Using Copy Data from Hadoop
Follow these steps to
copy data from Hadoop into a database:
On the SAS
Data Loader page, click the Copy Data from Hadoop directive.
The Source Table page that lists available
data sources is displayed:
Click a data source
to display its tables:
Select the table from
which to copy data.
Clicking the Action
menu enables the following actions:
Open
opens the current directive
page.
Table Viewer
enables you to view
sample data from a table. Select the table, and then click to display the SAS Table Viewer.
Advanced Options
opens a dialog box
that enables you to specify the maximum length for SAS columns. Entering
a value here overrides the value specified in the Configuration options.
Note: If the source table has String
data types, the resulting SAS data set could be very large. The length
of the target field in the SAS data set is determined by the value
of this option.
When table selection
is complete, click Next. The Options page
is displayed:
The value on the Options page
should not be changed unless you have advanced knowledge of database
operations.
Note: Changing the number of processes
to greater than one expands the number of processes and source data
connections that are used to import data.
Click Next.
The Target Table page is displayed with target
databases:
Click a database to
display its data sources:
Click a data source
to display its tables:
Select the table from
which to copy data.
Tip
You can create a new table by clicking New
Table
If a profile already exists for
a table, PROFILED appears next the table icon. You can view the existing
profile by selecting the table and clicking View Profile.
Clicking the Action
menu enables the following actions:
Open
opens the current directive
page.
Table Viewer
enables you to view
sample data from a table. Select the table, and then click to display the SAS Table Viewer.
Click Next.
The Code page is displayed:
Click Edit
Code to modify the generated code. To cancel your modifications,
click Reset Code.
CAUTION:
Edit code
only to implement advanced features.
Under normal circumstances,
code edits are not need or required.
Click Next.
The Result page is displayed:
Click Start
copying data. The Result page
displays the results of the copy process:
The following actions
are available:
View Results
enables you to view
the results of the copy process in the SAS Table Viewer.the
Log
displays the SAS log
that is generated during the copy process.
Code
displays the SAS code
that copies the data.
About Drivers and Connections
The Copy Data from Hadoop
directive uses JDBC drivers to connect from your client machine to
databases. The JDBC drivers on your client machine must be the same
as those that are installed on the Hadoop cluster. See Install JDBC Drivers and Add Database Connectionsfor more information.
The hive.resultset.use.unique.column.names
entry in the hive-site.xml file on the target Hadoop cluster must
be set to False. If not, you might see an error message in the job
history log. If you encounter an error, contact your Hadoop administrator.
Source tables with a large number
of columns can cause Copy From Hadoop jobs to fail. The job runs until
the target table reaches the maximum number of columns that are supported
in the target database. To resolve the problem, reduce the number
of columns that are selected for the target and run the job again.
If one or more varchar or string
columns from a source Hadoop table contains more string data than
the target database column, the Copy Data from Hadoop request times
out. For example, a source Hadoop table might contain a string column
named myString and a target Oracle table might contain a varchar(4000)
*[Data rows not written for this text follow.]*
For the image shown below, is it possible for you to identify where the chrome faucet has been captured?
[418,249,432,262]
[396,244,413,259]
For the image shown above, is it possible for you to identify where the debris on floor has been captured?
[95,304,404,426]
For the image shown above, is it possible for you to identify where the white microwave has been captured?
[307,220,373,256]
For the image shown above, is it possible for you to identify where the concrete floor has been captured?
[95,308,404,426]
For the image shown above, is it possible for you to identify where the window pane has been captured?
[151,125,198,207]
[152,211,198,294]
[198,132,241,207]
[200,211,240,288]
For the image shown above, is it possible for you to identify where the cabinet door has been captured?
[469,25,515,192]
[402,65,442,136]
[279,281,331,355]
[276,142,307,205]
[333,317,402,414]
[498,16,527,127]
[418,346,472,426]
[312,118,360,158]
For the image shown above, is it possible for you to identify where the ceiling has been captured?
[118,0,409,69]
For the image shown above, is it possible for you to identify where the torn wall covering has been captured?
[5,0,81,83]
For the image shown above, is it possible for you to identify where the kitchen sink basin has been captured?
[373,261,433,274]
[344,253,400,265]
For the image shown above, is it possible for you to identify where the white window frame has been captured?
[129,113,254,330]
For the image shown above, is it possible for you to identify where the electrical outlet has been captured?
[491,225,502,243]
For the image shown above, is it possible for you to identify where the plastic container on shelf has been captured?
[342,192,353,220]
column also named myString. If data in the Hadoop myString column
has a length greater than 4000, then the copy request fails.
When copying a Hadoop table to
a database, a column name specified in the array of struct in the
Hadoop table is not copied to the database table. This happens because
of how structs are mapped to varchars in Sqoop.
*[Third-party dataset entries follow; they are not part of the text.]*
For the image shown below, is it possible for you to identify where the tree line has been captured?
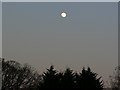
[2,59,120,90]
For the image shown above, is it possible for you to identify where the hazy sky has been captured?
[1,0,119,2]
[2,2,118,83]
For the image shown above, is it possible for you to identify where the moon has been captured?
[61,12,67,17]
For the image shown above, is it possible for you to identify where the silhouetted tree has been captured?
[76,67,103,90]
[60,68,75,89]
[40,66,60,89]
[110,66,120,90]
[2,59,39,90]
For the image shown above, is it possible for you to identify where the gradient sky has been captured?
[1,0,119,2]
[2,2,118,83]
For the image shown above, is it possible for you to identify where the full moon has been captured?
[61,12,67,17]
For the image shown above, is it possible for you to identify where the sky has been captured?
[0,2,2,89]
[1,0,119,2]
[2,2,118,85]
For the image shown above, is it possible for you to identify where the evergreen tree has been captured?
[40,66,59,89]
[60,68,75,89]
A copy from Hadoop is likely to
fail if the name of a source column is also a reserved word in the
target database.
When copying a Hadoop table to
Oracle, a mixed-case schema name generates an error.
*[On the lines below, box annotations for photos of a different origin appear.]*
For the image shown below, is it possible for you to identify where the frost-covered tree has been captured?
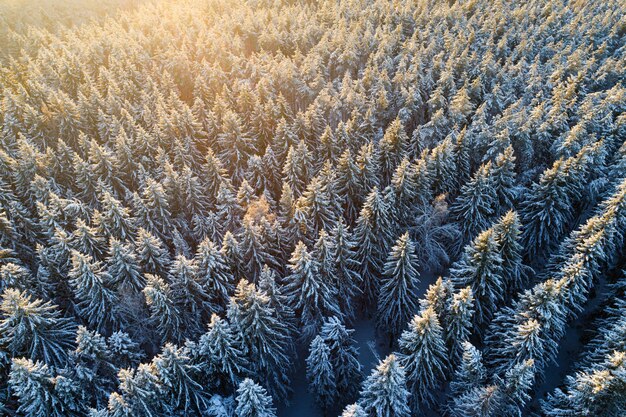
[450,342,487,400]
[354,188,392,304]
[152,343,207,413]
[143,274,182,342]
[444,287,474,363]
[379,119,409,185]
[450,162,498,241]
[285,242,341,338]
[0,289,75,366]
[450,384,505,417]
[306,336,337,410]
[193,238,235,312]
[192,314,248,389]
[359,354,411,417]
[398,308,449,410]
[330,221,362,317]
[493,211,532,292]
[107,363,166,417]
[450,228,504,325]
[320,317,363,400]
[541,350,626,417]
[227,280,292,399]
[69,251,117,329]
[341,404,367,417]
[135,228,170,275]
[377,232,419,337]
[107,239,146,293]
[235,378,276,417]
[8,359,85,417]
When copying a Hadoop table to
Oracle, timestamp columns in Hadoop generate errors in Oracle. The
Hive timestamp format differs from the Oracle timestamp format. To
resolve this issue, change the column type in the Oracle target table
from timestamp to varchar2.
If a copy fails due to errors in
null value formats, edit your code so that null string and null non-string
arguments contain the value null:
<arg>--input-null-string</arg>
<arg>null</arg>
<arg>--input-null-non-string</arg>
<arg>null</arg>
<arg>--input-null-string</arg>
<arg>null</arg>
<arg>--input-null-non-string</arg>
<arg>null</arg>
To copy Hadoop tables to Teradata,
when the source contains a double-byte character set (DBCS) such as
Chinese, follow these steps:
Edit the default connection
string to include the option charset=utf8,
as shown in this example:
To
edit the configuration string, open the Configuration window , click Databases, and click
and edit the Teradata connection.
Ensure that the default
character type for the Teradata user is UNICODE.
When a new Teradata
table is created with the Copy Data from Hadoop directive, the column
type for VARCHAR (and perhaps CHAR) columns should be set to CHARACTER
SET UNICODE to accommodate wide characters.